Your diet should include proteins and fats
To be able to shed off the fat in your body effectively, you have to include protein in your diet plan. Protein increases satiety. It also helps you to preserve your muscle mass when you are working on losing weight. There are many rich sources of protein. You can incorporate eggs into your breakfast and nuts into your snacks. Include lean protein such as fish, chicken and beans into your dinner and lunch. It is important to spread your protein intake evenly across the different meals that you take every day. Do not forget to take a fast digesting form of protein (e.g. protein shake) immediately after working out.
Contrary to what most people think, fats are not bad. Just like other things, you should take in fats in moderation. Only take in the healthy fat (monosaturated fat).
Prioritize strength training
If you on a healthy diet plan, you should prioritize strength training instead of cardio. Strength training will help you build lean muscles in your body. Hit the gym three to four times week to lift some weights. Strength training will help you to create more muscle and as well as keep the muscles that you already have. When you have a high muscle mass, you will be able to burn fats much faster. You will even be able to burn fat when you are sleeping. This is because muscles have a high energy requirement.

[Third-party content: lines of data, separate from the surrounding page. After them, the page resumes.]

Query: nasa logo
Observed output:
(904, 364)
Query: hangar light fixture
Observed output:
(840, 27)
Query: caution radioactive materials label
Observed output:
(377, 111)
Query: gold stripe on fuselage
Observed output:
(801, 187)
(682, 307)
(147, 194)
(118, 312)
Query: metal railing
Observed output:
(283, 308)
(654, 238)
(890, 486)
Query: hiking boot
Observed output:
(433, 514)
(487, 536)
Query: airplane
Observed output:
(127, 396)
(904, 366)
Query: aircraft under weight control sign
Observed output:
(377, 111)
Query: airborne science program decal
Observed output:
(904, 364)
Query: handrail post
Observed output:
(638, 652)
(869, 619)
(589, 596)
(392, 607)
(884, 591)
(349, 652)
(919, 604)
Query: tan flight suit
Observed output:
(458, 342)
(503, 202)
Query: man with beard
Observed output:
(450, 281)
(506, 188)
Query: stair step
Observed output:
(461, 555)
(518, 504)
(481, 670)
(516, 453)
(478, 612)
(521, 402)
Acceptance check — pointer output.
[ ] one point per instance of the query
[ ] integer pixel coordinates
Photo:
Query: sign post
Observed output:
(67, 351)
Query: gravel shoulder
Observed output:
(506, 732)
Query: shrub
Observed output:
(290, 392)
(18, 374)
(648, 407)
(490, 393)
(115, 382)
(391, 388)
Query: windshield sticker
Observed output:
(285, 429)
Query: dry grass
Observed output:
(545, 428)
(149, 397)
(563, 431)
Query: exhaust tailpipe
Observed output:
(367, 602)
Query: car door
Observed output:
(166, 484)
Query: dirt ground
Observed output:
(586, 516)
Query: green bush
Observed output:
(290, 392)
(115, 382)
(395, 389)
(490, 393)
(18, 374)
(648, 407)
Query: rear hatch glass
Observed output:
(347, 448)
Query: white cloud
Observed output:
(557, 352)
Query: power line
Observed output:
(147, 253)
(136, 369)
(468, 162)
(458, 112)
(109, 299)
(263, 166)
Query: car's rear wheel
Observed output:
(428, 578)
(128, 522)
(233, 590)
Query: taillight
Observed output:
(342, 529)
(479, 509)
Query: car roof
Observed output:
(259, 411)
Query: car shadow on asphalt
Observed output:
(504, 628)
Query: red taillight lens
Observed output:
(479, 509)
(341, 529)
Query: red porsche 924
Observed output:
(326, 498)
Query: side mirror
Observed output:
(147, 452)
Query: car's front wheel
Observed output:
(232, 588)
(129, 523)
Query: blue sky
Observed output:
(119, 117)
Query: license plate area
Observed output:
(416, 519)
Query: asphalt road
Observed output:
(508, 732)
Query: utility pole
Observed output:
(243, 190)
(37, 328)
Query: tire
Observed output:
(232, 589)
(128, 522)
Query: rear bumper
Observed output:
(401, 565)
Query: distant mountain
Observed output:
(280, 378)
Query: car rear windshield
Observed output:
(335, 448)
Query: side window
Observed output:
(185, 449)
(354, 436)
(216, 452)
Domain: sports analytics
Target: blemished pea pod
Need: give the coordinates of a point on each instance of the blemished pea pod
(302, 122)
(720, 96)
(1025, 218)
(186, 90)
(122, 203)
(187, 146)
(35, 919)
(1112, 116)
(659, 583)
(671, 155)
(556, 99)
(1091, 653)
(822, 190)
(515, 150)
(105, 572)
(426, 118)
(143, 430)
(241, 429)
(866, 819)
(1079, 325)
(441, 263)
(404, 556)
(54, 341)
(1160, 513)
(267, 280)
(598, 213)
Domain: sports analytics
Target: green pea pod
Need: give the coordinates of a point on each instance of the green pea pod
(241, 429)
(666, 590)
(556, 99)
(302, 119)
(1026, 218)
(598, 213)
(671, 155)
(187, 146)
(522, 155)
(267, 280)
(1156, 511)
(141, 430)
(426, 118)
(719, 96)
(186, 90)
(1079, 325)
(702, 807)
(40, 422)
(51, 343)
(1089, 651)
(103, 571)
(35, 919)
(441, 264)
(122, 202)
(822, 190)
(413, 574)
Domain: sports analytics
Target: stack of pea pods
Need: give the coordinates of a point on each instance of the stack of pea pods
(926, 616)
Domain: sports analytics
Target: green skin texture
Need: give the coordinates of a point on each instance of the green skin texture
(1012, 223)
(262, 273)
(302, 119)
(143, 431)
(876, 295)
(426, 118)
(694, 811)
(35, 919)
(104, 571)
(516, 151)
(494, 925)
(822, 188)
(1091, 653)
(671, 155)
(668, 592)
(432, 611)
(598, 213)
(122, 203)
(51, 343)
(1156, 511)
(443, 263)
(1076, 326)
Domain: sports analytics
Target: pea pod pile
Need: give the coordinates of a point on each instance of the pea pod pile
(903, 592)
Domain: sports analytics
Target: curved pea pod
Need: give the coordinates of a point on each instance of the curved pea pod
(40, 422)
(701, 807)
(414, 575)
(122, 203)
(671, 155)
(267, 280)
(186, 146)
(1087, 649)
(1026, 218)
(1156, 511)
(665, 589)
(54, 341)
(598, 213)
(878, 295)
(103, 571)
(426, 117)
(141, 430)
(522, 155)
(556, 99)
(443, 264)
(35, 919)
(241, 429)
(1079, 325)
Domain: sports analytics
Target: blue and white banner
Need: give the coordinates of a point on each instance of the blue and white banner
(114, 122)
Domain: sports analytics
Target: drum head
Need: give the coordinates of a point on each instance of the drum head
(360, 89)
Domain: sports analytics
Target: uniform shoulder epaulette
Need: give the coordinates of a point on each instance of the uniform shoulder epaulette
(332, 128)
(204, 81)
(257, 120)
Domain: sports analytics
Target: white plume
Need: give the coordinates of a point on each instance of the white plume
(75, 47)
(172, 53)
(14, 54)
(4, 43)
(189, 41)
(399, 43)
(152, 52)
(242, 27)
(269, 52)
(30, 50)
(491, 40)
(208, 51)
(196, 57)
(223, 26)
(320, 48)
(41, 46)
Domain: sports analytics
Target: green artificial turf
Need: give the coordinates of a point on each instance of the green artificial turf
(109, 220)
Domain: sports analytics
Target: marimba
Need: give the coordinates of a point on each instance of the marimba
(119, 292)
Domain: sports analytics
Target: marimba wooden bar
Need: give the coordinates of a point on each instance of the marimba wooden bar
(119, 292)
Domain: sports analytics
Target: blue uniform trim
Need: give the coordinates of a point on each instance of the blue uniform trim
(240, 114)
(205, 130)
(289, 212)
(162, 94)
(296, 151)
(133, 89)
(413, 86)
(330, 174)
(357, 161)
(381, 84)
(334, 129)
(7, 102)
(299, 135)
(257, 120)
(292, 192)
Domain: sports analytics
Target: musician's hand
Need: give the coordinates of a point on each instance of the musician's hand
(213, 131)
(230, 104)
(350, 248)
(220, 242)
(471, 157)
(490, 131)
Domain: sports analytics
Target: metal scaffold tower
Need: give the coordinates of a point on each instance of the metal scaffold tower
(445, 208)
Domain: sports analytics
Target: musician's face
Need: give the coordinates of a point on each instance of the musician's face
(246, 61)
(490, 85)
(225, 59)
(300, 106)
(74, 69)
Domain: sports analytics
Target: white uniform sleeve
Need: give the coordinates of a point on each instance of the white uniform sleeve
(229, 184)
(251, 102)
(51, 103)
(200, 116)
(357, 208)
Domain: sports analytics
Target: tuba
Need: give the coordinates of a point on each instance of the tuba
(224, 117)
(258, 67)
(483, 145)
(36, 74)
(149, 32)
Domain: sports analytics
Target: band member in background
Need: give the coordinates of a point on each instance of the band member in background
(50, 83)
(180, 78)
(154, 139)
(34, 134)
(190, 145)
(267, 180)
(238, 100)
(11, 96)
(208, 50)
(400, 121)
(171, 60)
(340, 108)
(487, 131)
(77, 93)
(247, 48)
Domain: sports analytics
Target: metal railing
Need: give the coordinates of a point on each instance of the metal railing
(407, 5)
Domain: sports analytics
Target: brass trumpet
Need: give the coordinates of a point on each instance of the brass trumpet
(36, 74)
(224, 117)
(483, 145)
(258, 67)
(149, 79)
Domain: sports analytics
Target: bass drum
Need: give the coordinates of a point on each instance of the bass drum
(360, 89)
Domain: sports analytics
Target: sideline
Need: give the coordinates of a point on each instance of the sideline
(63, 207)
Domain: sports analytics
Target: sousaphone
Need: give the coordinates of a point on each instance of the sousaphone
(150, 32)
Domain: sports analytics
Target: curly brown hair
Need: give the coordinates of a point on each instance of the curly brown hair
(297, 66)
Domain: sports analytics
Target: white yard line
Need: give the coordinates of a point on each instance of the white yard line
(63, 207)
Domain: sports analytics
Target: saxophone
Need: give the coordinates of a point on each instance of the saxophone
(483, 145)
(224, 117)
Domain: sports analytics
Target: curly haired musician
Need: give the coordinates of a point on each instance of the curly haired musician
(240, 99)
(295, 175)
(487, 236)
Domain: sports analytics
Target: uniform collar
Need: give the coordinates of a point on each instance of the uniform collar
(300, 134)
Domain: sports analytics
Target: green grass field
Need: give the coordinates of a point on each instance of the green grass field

It takes time to lose weight
Do not believe the advertisement for pills, herbs and portion that will melt your fat reserves in a week or two. It takes time to lose weight the healthy way. The advertisements are nothing but marketing strategies. Most of the weight loss products advertised may also have adverse side effects. To be able to lose weight, you have to stick to your diet plan and to exercise for some time to witness significant changes. You should not be discouraged to realize that you have not lost much weight when you get on weighing scale after two weeks.